# lansing area#2



## quest32a (Sep 25, 2001)

another meet n greet anytime soon? last year we had around 1 per month. and since the last one it has been over a month so i was curious if there was any interest in another. i was thinkingeither the weekbefore christmas, or if everyone is too busy a few weeks after. any ideas, im good pretty much for whenever. whadda think?


----------



## Craig M (May 17, 2000)

Me too!

Can we get it scheduled before Dennis moves to FL. (A.K.A Treehunter2) so he can attend?


----------



## treehunter2 (Feb 7, 2001)

sounds good to me ,, i won't wear my ymca outfit craig.. lol.. that would be real cool .... let set a time and place.. plus i need to see Johns hair cut before it grows out 
DEC 19th is good ,how about everybody else ? i don't care where ....


----------



## quest32a (Sep 25, 2001)

december 19th im off work so that would be great. dennis since you are leaving i guess you get to pick place. ill be there for sure.


----------



## deerhunter08 (Nov 19, 2002)

im the kids roomate and he cant even tell me me i guess its because im on this site more than i see him. oh by the way john you need to do the dishes and pick the clothes up from the dry cleaners........lol hopefully all you guys can make it it would be great. id like to put a face to some of the names, hopefuly thursday will work for veryone that is about the only day im out of work before 10 pm


----------



## flannelfish (May 14, 2000)

I'll plan on a meeting, if I'm not fishing. Dennis if you need a ride let me know. Dave


----------



## Craig M (May 17, 2000)

I hate to be a stick in the mud gents. My little one has her Christmas school program scheduled for the evening of the 19th so I won't be able to make it. Anyother night is good for me if this re-sheduled. If not will someone buy Dennis a beverage of his choice for me.

Craig


----------



## DaveW731 (Jan 12, 2001)

I'll plan on it....19th can work for me, but can't get there till about 8:15. 
Dennis: When the h*ll did you decide you could move?!?!?!? I was all set to be cutting holes with you this year! Oh well, I guess that means I would support your choosing the spot. I am willing to go anywhere, but would prefer checking out a location other than Hooters. Sammy's Lounge on Jolly Rd is another suggestion.
Maybe we can all arrange an ice fishing outing when we get together.....?


----------



## quest32a (Sep 25, 2001)

sammys works for me. we had a few there last year and they worked out well. unless anyone wants to change it sounds like the 19th is a go date. sorry craig 

i guess thursday the 19th plan on being at sammys. ill prolly be there around 630 or 7. so far we have
splitshot
dave
flannelfish
deerhunter
treehunter 
and i think ypsifly is going to try and make it up. sounds like fun.


----------



## YPSIFLY (Feb 13, 2001)

So where is Sammy's?

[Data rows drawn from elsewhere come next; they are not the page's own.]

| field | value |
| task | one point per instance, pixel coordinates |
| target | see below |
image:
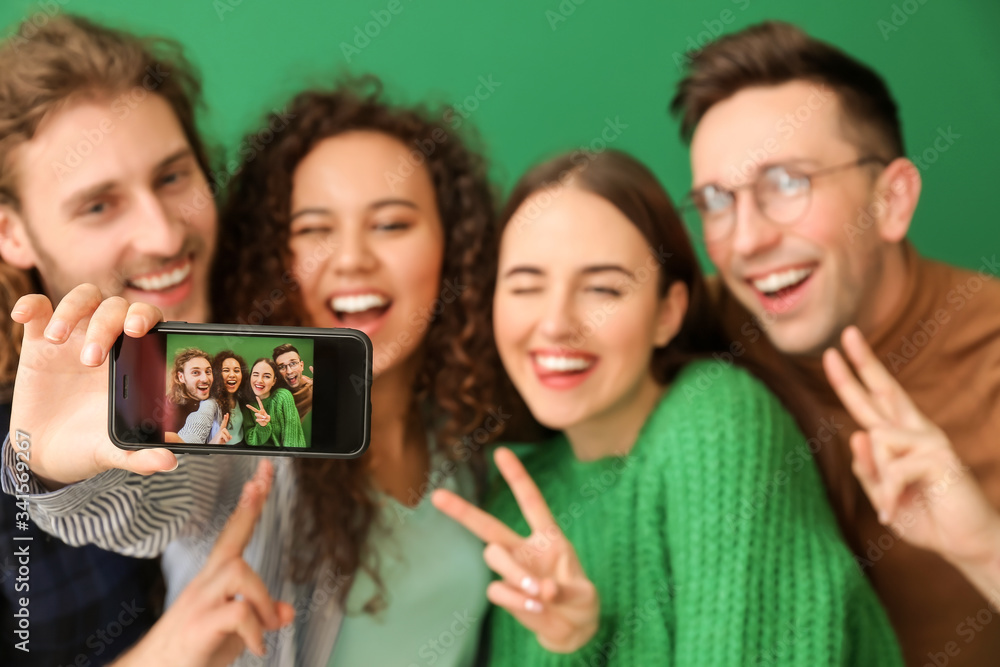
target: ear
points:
(15, 245)
(897, 191)
(673, 308)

If I remember correctly, I can pick up Jolly from 127.

This place has booze, right? That last joint had some eye candy, but the lack of firewater left much to be desired.


----------



## Craig M (May 17, 2000)

To answer you question, Sammy's does serve many varities of fire water.


----------



## flannelfish (May 14, 2000)

sorry, guys. i'd like to be there but i'll be in Ohio. Dave


----------



## DaveW731 (Jan 12, 2001)

Ypsi (et al):
Yes, you can get on Jolly from 127. From the south, it is the first exit north of I-96. From that point, go west on Jolly, to just past Cedar St. Sammy's is on the north side of the road. If anyone gets lost on the way, their phone# is 394-3447. I will plan to be there after work (about 8:15), wearing my red and black Lugnuts jacket.


----------



## quest32a (Sep 25, 2001)

ill be there at 7 my cell number is 517-819-5645 if you need help finding it.


----------



## YPSIFLY (Feb 13, 2001)

DAMN!!! 

Looks like I'll be sitting this one out. I'm having car problems plus the boss called in a favor and I have to work a double on Friday.


----------



## DaveW731 (Jan 12, 2001)

Ypsi:
Sorry you can't make it. Really enjoyed meeting you at the last MNG. Would still like to hook up for some fishing this winter.
Everyone else:
I am still planning on getting there about 8:15....I'll be looking for you guys.
Dave


----------



## Craig M (May 17, 2000)

Have a good time fellas and I wish you a speedy recovery Dennis. The M-N-G's will not be the same with you being in Fla. Hey!!! Maybe you can talk Steve into opening a Florida-Sportsman site and you could hook us up on some of that cool deep sea fishing action!


----------



## flannelfish (May 14, 2000)

Sorry I couldn't make it. Hope ya'll had a good time, I did. Fished a Ohio trib with a good friend who knows the area. Did manage to hook into some bright chrome fish. We only had to walk about 25 miles of stream. Streams there are alot different then Michigan waters. Dave


----------



## quest32a (Sep 25, 2001)

sad thing is when i went to the movie i ended up falling asleep halfway through. i woke up for the end to see the battle scenes. they were pretty cool.


----------



## treehunter2 (Feb 7, 2001)

sorry i could'nt make it another trip to the E.R. again, see y'all


----------



## nuts (Jan 3, 2002)

Guess I need to check this forum more often...........I missed out!


----------